De modo tal que las movilizaciones, antes que
representar una amenaza a la independencia del poder judicial, reclamaron para
sí un principio democrático básico: el de contar con instituciones judiciales independientes
y libres de la influencia del narcotráfico. Es decir, la movilización ha
actuado sobre los cursos de la democracia formal, exigiendo un sistema judicial
verdaderamente republicano. Es más, en un reciente comunicado, la Comisión
Interamericana de Derechos Humanos (CIDH) solicitó a la Corte Suprema de
Justicia (CSJ) culminar prontamente la selección de la persona titular de la
Fiscalía General de la Nación sin ningún tipo de interferencias o medidas de
provisionalidad.
A juicio del organismo internacional, la falta de
designación de un titular en la Fiscalía podría debilitar el sistema de
justicia colombiano. Nada distinto a lo que reclamó la Sociedad Civil
movilizada el pasado 8 de febrero. En ese sentido, la Corte no está sufriendo
ningún tipo de ataque a su independencia, es más, ha podido desarrollar sus
funciones de elección sin ningún tipo de interferencia del poder ejecutivo. Lo
que sí es cierto es que vive un cuestionamiento diametral (tanto del pueblo
movilizado como de los organismos internacionales) frente a sus últimas
decisiones respecto a la Fiscalía y respecto a la financiación electoral.

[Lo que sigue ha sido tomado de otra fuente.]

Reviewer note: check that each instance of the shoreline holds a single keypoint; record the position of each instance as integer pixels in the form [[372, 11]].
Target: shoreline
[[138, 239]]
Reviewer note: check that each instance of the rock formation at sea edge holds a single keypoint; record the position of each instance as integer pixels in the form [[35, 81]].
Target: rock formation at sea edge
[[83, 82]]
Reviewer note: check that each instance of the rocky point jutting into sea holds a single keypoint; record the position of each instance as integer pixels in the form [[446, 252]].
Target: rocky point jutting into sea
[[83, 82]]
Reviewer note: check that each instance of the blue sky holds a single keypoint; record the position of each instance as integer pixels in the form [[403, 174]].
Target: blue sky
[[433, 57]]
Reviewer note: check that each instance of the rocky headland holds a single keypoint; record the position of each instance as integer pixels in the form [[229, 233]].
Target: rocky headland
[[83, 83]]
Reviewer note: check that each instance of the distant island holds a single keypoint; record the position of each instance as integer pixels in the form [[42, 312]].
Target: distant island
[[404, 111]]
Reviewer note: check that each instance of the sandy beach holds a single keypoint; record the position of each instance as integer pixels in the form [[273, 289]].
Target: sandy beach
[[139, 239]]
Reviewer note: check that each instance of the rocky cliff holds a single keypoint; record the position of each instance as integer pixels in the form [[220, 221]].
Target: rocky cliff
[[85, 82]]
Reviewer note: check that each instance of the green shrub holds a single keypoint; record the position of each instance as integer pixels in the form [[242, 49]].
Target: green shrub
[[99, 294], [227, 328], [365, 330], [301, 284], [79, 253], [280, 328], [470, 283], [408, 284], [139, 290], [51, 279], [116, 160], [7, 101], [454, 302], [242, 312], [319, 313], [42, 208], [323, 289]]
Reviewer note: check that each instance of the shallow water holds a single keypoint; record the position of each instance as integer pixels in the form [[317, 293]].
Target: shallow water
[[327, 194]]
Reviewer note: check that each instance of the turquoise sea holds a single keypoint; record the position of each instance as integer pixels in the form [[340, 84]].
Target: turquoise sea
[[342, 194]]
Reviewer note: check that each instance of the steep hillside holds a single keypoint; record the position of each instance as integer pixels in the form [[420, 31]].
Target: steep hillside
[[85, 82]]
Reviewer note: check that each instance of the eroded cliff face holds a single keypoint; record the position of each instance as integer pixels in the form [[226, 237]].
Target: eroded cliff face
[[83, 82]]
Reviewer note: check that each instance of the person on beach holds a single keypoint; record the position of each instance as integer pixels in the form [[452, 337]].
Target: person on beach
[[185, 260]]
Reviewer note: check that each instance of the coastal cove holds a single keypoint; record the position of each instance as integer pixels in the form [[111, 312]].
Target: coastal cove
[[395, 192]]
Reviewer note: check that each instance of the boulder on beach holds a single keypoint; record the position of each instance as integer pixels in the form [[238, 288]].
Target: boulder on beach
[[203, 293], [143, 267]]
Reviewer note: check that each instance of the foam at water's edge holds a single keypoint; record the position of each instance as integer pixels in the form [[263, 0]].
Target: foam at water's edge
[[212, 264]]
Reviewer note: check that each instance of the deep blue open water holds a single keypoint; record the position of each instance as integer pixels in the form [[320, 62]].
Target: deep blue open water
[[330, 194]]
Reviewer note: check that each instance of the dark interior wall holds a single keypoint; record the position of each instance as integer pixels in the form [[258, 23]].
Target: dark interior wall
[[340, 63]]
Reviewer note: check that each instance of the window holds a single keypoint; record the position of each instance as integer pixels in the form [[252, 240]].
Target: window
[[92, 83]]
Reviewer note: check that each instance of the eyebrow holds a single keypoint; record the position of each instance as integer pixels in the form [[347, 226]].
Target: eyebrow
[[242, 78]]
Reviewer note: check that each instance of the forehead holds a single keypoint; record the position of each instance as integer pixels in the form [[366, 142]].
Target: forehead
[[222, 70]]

En síntesis, la movilización popular no nace como una
forma de hostigamiento a las competencias libres del poder judicial, más bien,
surge como una medida de presión ante la evidente radicalización de la derecha
y sus brazos judiciales. Desde hace mucho sabemos que la Fiscalía,
principalmente en manos de Barbosa, opera como un aparato jurídico
especializado en función de los intereses del bloque político dominante. Lo
demostraron con el entrampamiento a desmovilizados de las FARC, con la
criminalización de la protesta social en el 2021, con el falso montaje de los
“Petro-dineros” y, ahora, con la persecución judicial y allanamiento a las
sedes sindicales de Fecode.
Todo este régimen de corrupción es el que ha
interpelado la movilización popular del 8 de febrero. Desde luego, es una
movilización que, aunque se convoca desde la alta dirección del Gobierno
Nacional, tiene su propia autonomía. El desafío de transformar las
instituciones judiciales (siempre al servicio de la oligarquía y los poderosos)
no surge ahora con la elección del nuevo fiscal, sino que ha estado incrustado,
desde hace décadas, en la agenda de lucha de nuestros pueblos. ¡Más vale
reconocer la agencia de este nuevo movimiento!